What's all this talk of China collapsing?

Despite the book's death knell of a title, `The Coming Collapse of China' likely won't prove any more accurate in its predictions than its many predecessors

By Max Woodworth  /  STAFF REPORTER

Pop literature on contemporary China tends to do one of two things: predict the rise of the Middle Kingdom as the world's newest and greatest superpower, or presage the country's implosion. With a title like The Coming Collapse of China, it's clear which side of the pie Gordon G. Chang has chosen to eat from.

By Chang's own admission, China is a place where hard facts are hard to come by and reliable statistics are nonexistent. So, in this book, which strives above all to base its doomsday prediction on facts, how are we to trust the basic elements of the author's calculation? The maddening truth is that ultimately we cannot be convinced of Chang's absolutist conclusion. No one has a clear grasp of what the future holds for this massive powder keg of a nation, though many have made careers by claiming clairvoyance on the subject.

But if there were ever a time when credible analyses of China's economic, political, social and military situation were crucial, that moment would have to be now. China faces a laundry list of grave problems a mile long, including adjustment to WTO regulations and rule of law, the peaceful transition of power set to occur later this year, rescuing its insolvent banking sector, placating hundreds of millions of unemployed and underemployed workers, restraining its war-hungry army during the next Taiwanese presidential election in 2004. The list goes on.

So, of all things, Chang begins his book with a long-winded section on Falun Gong, Uighur separatists in Xinjiang and Tibetan "splittists." These are the pet topics of Western writers in particular, primarily because they make for good copy and photos back home. But when Falun Gong followers get dragged by their hair and thrown into vans by plainclothes police officers on Tiananmen Square, bystanders don't rush to the old ladies' defense. That's because most Chinese don't care much for Falun Gong. The cult is not large enough in itself to bring down the government, nor will people rally behind it.

Publication Notes:

The Coming Collapse of China

By Gordon G. Chang

285 pages

Century Press


Likewise, Chang's impassioned arguments that the Internet will undercut the Communist Party's authority and may be the final straw on the camel's back seem like a weak echo of similar claims made in the 1980s. Orville Schell's Discos and Democracy, for example, suggested that because the Chinese were experiencing a new degree of economic freedom in the reform era then, liberal democracy was just around the corner. June 4, 1989 put paid to that possibility.

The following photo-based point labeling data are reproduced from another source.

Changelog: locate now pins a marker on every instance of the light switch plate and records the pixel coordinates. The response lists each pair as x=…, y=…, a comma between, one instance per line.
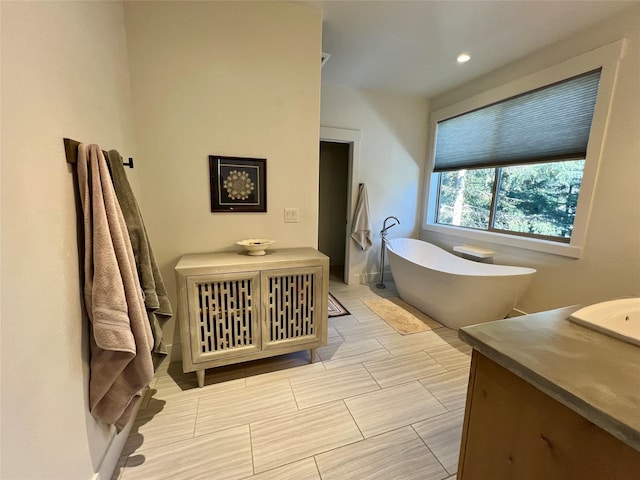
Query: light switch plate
x=290, y=215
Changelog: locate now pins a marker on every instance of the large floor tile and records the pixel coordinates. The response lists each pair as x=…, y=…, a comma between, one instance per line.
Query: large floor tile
x=243, y=406
x=285, y=374
x=225, y=455
x=330, y=385
x=277, y=363
x=442, y=434
x=450, y=387
x=450, y=357
x=342, y=354
x=416, y=342
x=161, y=423
x=368, y=329
x=282, y=440
x=397, y=455
x=402, y=369
x=303, y=470
x=393, y=407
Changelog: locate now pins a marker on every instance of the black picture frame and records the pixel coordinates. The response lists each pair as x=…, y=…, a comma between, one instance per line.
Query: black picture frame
x=238, y=184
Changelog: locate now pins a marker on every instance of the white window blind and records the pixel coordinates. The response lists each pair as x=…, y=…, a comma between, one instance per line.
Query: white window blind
x=547, y=124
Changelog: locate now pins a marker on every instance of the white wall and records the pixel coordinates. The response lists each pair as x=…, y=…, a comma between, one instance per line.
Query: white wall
x=64, y=74
x=610, y=265
x=392, y=159
x=224, y=78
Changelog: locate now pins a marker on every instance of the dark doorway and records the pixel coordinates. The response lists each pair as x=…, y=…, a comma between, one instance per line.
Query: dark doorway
x=332, y=215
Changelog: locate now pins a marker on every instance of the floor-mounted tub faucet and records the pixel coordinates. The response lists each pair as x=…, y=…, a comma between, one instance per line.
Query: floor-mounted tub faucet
x=383, y=234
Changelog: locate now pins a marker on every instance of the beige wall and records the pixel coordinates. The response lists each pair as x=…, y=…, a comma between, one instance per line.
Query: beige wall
x=64, y=74
x=610, y=265
x=224, y=78
x=392, y=159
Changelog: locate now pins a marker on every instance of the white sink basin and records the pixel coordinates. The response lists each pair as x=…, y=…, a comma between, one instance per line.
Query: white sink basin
x=616, y=318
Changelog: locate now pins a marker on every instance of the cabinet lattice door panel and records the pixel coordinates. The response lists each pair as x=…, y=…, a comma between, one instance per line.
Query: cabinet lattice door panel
x=225, y=316
x=292, y=306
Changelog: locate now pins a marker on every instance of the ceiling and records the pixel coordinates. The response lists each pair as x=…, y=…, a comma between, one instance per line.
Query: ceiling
x=411, y=46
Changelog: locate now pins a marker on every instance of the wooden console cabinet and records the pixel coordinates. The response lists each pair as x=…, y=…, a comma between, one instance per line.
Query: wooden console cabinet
x=513, y=431
x=234, y=307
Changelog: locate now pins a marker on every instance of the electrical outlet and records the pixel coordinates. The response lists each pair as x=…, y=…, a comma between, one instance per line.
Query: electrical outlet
x=290, y=215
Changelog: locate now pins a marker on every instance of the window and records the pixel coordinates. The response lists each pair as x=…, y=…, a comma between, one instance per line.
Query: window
x=534, y=145
x=517, y=165
x=538, y=200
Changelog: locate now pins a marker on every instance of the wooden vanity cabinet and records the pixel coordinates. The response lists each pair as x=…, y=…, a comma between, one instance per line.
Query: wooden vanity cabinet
x=234, y=307
x=514, y=431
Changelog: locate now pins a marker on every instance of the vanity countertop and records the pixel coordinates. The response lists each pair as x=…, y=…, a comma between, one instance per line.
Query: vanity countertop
x=595, y=375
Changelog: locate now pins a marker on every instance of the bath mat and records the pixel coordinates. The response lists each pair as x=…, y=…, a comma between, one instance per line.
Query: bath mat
x=402, y=316
x=335, y=307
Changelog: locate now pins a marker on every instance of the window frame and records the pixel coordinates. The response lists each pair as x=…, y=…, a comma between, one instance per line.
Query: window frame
x=607, y=58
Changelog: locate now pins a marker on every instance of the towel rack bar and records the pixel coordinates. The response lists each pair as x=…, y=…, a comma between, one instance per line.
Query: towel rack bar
x=71, y=152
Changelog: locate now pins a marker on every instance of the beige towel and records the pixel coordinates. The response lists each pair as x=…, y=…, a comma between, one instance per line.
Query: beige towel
x=361, y=228
x=155, y=295
x=121, y=340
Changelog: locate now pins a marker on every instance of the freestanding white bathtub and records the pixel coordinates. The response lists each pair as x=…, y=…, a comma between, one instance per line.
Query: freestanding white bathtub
x=454, y=291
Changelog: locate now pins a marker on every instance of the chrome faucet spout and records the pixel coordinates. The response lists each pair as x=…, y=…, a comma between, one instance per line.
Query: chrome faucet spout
x=383, y=232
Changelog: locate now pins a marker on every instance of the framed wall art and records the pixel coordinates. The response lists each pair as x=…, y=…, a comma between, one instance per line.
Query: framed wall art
x=238, y=184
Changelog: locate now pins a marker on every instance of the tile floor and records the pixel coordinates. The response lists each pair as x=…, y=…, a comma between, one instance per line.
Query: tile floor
x=376, y=405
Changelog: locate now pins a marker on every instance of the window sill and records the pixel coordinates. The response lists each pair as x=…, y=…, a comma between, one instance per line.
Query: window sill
x=544, y=246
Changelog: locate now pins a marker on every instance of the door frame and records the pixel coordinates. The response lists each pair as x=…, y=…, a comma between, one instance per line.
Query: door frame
x=353, y=138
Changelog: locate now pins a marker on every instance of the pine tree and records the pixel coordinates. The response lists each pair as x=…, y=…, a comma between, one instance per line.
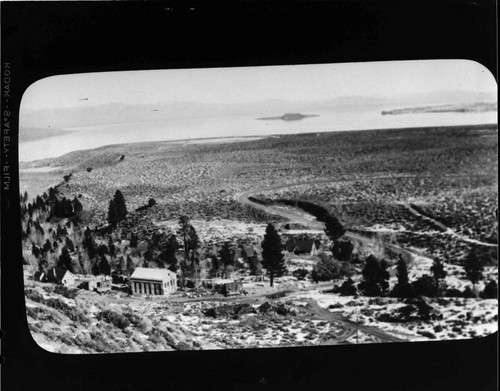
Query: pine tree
x=104, y=266
x=47, y=246
x=272, y=256
x=121, y=207
x=255, y=266
x=170, y=253
x=375, y=277
x=403, y=287
x=130, y=265
x=225, y=255
x=65, y=259
x=490, y=290
x=473, y=267
x=438, y=272
x=133, y=240
x=190, y=240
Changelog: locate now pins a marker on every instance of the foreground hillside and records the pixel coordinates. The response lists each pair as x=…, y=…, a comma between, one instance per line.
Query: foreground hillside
x=400, y=229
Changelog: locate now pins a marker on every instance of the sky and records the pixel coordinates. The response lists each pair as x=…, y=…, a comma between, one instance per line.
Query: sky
x=254, y=84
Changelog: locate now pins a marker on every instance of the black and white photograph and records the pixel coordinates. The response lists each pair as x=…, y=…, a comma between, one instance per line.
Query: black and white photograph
x=249, y=196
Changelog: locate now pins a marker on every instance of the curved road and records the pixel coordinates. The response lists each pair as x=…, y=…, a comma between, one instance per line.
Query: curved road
x=303, y=218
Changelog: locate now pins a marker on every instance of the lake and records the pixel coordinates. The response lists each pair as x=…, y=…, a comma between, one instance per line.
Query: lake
x=238, y=125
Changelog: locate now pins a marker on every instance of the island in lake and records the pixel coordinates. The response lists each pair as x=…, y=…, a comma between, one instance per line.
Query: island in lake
x=290, y=116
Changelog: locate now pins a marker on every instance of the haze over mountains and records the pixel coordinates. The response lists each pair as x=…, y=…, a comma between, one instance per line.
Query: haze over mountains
x=33, y=122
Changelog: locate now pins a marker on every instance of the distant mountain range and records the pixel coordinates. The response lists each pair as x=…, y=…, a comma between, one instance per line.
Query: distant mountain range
x=119, y=113
x=290, y=117
x=454, y=108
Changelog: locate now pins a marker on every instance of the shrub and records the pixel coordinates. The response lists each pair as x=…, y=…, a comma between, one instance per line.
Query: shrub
x=347, y=288
x=33, y=295
x=300, y=274
x=66, y=292
x=375, y=277
x=490, y=290
x=424, y=286
x=325, y=270
x=468, y=293
x=452, y=292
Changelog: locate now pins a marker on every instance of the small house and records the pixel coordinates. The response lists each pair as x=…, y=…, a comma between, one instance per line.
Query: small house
x=302, y=246
x=40, y=276
x=150, y=281
x=98, y=284
x=226, y=287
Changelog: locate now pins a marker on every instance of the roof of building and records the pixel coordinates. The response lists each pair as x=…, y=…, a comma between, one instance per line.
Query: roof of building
x=142, y=273
x=59, y=273
x=304, y=245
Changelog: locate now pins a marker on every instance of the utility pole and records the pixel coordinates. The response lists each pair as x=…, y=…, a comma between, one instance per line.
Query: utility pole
x=357, y=328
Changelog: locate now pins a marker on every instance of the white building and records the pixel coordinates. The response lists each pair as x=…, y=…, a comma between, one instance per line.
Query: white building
x=146, y=281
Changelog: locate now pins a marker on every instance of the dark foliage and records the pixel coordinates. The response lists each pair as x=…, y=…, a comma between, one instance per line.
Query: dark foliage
x=272, y=256
x=424, y=286
x=473, y=267
x=490, y=290
x=375, y=277
x=403, y=288
x=342, y=250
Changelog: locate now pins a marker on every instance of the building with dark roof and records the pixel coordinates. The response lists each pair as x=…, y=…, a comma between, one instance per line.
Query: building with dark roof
x=145, y=281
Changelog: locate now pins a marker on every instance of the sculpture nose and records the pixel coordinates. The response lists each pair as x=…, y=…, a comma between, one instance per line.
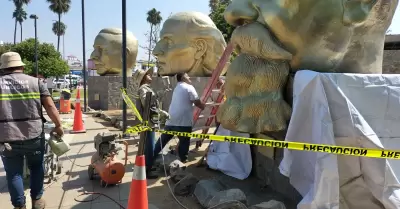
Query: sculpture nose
x=157, y=51
x=94, y=55
x=239, y=12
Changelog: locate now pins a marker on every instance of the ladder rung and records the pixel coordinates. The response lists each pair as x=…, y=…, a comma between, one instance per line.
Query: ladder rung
x=213, y=104
x=201, y=128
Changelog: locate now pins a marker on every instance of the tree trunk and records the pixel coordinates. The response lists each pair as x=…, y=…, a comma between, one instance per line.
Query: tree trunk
x=20, y=25
x=58, y=32
x=15, y=32
x=151, y=39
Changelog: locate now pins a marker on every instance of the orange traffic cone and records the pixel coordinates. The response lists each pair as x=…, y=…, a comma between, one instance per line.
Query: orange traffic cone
x=78, y=122
x=138, y=192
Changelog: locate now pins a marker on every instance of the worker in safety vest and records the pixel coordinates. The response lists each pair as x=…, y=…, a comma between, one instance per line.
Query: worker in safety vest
x=22, y=130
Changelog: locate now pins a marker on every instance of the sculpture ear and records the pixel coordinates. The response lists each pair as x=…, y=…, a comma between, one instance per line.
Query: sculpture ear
x=357, y=11
x=201, y=48
x=129, y=60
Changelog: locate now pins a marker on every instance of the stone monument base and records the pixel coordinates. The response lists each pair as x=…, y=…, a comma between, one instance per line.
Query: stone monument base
x=104, y=92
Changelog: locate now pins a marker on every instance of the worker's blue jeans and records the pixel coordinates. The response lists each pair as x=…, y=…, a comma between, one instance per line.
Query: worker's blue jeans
x=149, y=149
x=184, y=142
x=13, y=161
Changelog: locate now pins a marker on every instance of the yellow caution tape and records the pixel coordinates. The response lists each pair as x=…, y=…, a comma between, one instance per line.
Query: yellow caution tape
x=269, y=142
x=129, y=102
x=339, y=150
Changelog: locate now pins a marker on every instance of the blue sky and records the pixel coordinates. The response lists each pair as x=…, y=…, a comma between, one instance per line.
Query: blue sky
x=101, y=14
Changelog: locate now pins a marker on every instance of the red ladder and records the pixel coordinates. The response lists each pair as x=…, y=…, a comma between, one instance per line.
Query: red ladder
x=214, y=85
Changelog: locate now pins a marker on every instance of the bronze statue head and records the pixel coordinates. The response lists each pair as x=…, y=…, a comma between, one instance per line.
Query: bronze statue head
x=107, y=53
x=189, y=43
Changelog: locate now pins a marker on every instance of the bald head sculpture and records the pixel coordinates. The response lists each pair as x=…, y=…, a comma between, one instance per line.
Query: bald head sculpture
x=189, y=43
x=107, y=53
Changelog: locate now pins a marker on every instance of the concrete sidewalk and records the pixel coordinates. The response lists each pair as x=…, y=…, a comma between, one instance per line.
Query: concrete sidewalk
x=74, y=180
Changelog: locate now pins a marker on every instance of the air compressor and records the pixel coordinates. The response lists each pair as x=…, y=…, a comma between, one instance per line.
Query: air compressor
x=105, y=162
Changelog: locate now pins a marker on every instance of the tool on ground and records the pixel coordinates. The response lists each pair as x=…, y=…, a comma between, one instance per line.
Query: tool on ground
x=58, y=145
x=78, y=126
x=105, y=162
x=65, y=102
x=52, y=163
x=214, y=86
x=138, y=198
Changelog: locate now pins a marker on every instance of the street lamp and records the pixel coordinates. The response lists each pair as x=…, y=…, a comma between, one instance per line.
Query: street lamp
x=35, y=17
x=84, y=55
x=124, y=70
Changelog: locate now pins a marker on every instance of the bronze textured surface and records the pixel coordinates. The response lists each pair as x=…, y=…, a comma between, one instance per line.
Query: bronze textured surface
x=278, y=37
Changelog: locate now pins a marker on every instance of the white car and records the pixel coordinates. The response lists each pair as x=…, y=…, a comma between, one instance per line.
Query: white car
x=60, y=83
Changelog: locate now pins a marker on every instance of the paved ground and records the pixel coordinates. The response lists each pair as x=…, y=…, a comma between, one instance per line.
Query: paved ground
x=74, y=179
x=63, y=193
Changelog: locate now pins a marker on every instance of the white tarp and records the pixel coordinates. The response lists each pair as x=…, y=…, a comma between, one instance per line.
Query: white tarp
x=232, y=159
x=345, y=110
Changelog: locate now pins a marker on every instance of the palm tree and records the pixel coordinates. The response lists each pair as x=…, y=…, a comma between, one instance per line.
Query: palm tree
x=154, y=18
x=59, y=28
x=59, y=7
x=20, y=16
x=18, y=4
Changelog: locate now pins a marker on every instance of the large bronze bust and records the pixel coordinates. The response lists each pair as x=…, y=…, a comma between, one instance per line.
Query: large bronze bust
x=191, y=43
x=107, y=53
x=345, y=36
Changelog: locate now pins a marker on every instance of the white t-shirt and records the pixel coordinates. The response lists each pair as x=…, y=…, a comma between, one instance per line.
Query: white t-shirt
x=181, y=108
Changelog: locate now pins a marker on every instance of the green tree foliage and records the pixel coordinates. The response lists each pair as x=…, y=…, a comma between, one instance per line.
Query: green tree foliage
x=50, y=62
x=59, y=28
x=217, y=15
x=5, y=47
x=19, y=15
x=59, y=7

Furthermore, after the Tiananmen crackdown, the emerging middle class gladly accepted the tacit agreement with the party that they could enrich themselves as long as they made no more demands for political reform. Having coopted the middle class and intellectuals, in other words those with access to the Internet, the party has little to worry about from that side of society. Chang succumbs to the Western temptation to assume the Chinese desire freedom and democracy more than they do material wealth. The evidence since Tiananmen, however, points in the other direction.

The Coming Collapse of China is best when it focuses on China's ailing state-owned enterprises, or SOEs, and on the country's disastrous banking sector. If China is to collapse, it won't be because of subversive ideas entering via the Internet, nor foreign invaders, nor the Tibetan exiles rushing in from Dharamsala over the Himalayas. China's demise is far more likely to be triggered by an Argentina-style economic implosion due to gross incompetence and corruption, both of which China has in large measure.